Вяземский сдвинул брови и погладил усы. Затем, широко перекрестился и молча кивнул каким-то своим внутренним мыслям.
- Неси, неси, любезный. Если ты не понял, мы с этим юношей на войну едем. Может, последний раз Сибирь-матушку видим, да на Урал-батюшку любуемся. Какой пост? Может, и не свидимся более? Опять же, один честный человек пожелание дал выпить за победу русского оружия! - Иван Ильич достал из нагрудного кармана две красные купюры и положил на край белоснежной скатерти. - Великий мастер-оружейник земли Златоустовской, Скорыкин Василий Кузьмич не взял лишнего за работу. Вот вернул с обещанием исполнить пожелание в точности! Слыхали про такого, Кузьма Тимофеевич?
Лицо "Деда Мороза" расплылось в улыбке.
- Как же, как же, ваше благородие. Знатный мастер! Значит, велите подавать? Это мы мигом, а что из закусок желаете, горячего?
- Другой разговор, Кузьма Тимофеевич! Ты вот что, к водочке нам огурчиков солёных принеси, груздей, опят рыженьких, рыбки копчёной, балыка...да что мне тебя учить, а на горячее...
- Селяночку очен-на советую, ваше благородие, - подмигнул метрдотель, - с осетриной, со стерлядкой... живенькая, как золото жёлтая, нагулянная стерлядка, мочаловская! А к ней - расстегайчики...закрасим налимьими печёнками.
- Э-э-э, - разинул рот военный врач, однако...ты-ы, к закуске, чтобы банки да подносы были, а не кот наплакал. Розетками парикмахеров потчуй.

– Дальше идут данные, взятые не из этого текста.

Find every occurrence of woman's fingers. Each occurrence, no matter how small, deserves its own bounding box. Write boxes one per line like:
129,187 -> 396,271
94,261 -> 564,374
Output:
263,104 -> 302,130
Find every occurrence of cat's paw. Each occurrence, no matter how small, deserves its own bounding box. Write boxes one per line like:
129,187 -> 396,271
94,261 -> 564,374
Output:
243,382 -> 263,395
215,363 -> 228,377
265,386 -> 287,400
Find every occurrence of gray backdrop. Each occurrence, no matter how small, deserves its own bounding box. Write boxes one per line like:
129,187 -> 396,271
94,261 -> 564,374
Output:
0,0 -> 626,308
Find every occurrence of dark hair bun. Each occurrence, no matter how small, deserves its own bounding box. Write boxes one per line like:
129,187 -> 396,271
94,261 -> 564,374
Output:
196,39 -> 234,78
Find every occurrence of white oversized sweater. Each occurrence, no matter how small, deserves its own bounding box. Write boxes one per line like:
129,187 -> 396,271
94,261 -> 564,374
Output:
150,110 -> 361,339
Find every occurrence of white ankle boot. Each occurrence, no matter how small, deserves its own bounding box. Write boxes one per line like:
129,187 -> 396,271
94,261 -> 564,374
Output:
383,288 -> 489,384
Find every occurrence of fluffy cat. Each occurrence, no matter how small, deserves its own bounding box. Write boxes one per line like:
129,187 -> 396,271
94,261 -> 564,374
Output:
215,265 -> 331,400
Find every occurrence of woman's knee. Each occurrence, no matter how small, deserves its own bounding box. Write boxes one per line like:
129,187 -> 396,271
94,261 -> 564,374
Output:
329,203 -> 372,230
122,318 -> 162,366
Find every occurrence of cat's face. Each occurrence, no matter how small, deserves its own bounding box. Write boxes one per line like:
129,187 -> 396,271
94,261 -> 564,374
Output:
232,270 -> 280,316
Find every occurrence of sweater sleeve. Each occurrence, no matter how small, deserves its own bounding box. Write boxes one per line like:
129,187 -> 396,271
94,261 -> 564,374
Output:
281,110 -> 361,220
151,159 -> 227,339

- Ес-стествено-с, - развёл руками "Дед Мороз", - а потом я рекомендовал бы натуральные котлетки а-ля-Жардиньер. Телятина, как снег, белая. Язык проглотите! И икры, чтобы водочку оттенить...
- Искуситель! И что, икра не перемороженная?

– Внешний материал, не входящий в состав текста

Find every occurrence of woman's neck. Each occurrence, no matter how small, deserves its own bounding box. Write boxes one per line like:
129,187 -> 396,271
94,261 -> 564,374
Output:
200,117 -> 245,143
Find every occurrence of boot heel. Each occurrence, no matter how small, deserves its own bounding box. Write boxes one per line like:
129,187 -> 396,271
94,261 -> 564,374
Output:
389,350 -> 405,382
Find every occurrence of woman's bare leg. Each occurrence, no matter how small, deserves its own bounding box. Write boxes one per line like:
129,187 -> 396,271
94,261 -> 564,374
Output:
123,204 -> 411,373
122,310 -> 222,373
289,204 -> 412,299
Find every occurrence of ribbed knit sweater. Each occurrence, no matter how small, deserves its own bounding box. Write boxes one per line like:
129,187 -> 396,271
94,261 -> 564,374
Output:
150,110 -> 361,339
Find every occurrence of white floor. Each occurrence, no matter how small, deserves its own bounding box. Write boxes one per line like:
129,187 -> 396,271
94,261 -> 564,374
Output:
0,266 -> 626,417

- Обижаете, ваше благородие, ачуевская паюсная!
- Всё. Убедил. Неси! Не то мы тут с Гаврилой слюной захлебнёмся, до фронта не доехав.
- Сей минут! - метрдотель скрылся за неприметной дверью у буфета.

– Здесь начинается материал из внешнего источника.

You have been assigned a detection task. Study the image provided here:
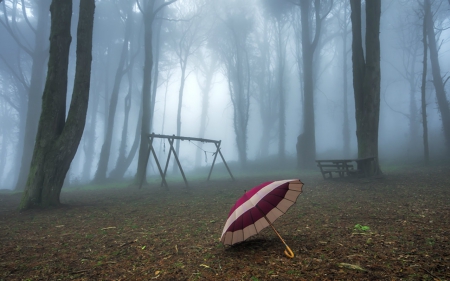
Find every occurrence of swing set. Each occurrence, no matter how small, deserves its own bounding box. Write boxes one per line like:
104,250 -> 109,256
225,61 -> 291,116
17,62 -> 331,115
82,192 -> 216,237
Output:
139,133 -> 235,188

Я выдохнул. Смотреть на этот спектакль двух актёров было потрясающе занимательно. И некоторые сомнения порождали во мне десятки вопросов, ведь начальник совсем недавно заявлял об ограниченности своих финансовых ресурсов. Объяснения с пожеланием оружейного мастера и открывшиеся мне в характере Ивана Ильича некие черты фаталиста, конечно, многое объясняли. Но не всё. Виданное ли дело: проесть и пропить двадцать рублей! Три пары сапог! Наверное, я не совсем русский... Или длительное отсутствие алкоголя в моей первой жизни несколько испортило мой характер...
Пока я раздумывал, на столе перед нами выстроились: полуштоф холодной со слезой Смирновки во льду и косушка шустовской рябиновки (сопровождаемая словами официанта: "От заведения!"), рядом с бутылками на фарфоровом блюде покоился окорок провесной, нарезанной прозрачно-розовыми, бумажной толщины, ломтиками. На небольшом медном подносе посреди стола очутилась распаренная тыква с гречневой кашей и солёными огурцами, покрытыми тающим на глазах инеем и мочёной брусникой во льду. На отдельной тарелке дымились жареные мозги на чёрном хлебе. Всё это скромно подпирали два небольших, с кулак, серебряных жбана: один с серой зернистой, другой с блестяще-чёрной ачуевской паюсной икрой.
- Ну что, Гавриил Никитич, - степенно расправил усы коллежский асессор, - извольте ангела за трапезой, друг мой, ангела за трапезой, да простит нам Господь наши прегрешения...
- Спаси вас, Господи! - уже наученный отцом Афанасием, ответил я. Хотя и сомневался, уж не богохульствует ли Вяземский? Но тот вёл разговор вполне серьёзно и с осознанием содеянного.
- Что, осудишь меня, Гаврила? - пристально взглянул на меня Вяземский.
Я ответил ему открытым взглядом и улыбнулся.
- Нет, Иван Ильич. Ведь в ад направляемся с вами, ад на земле, сотворённый людьми. Тут уж не до поста. Да и мнится мне, не увидим мы больше таких разносолов, как в этом ресторане, - я широко обвёл рукой волшебные дары от "Деда Мороза".
- Правильно мыслишь, охотник! - поддержал мою улыбку врач, - давай по первой, за сегодняшний успех. Уж очень ты мне удружил, братец. Побольше бы таких помощников. Мы бы в нашем лазарете горы свернули!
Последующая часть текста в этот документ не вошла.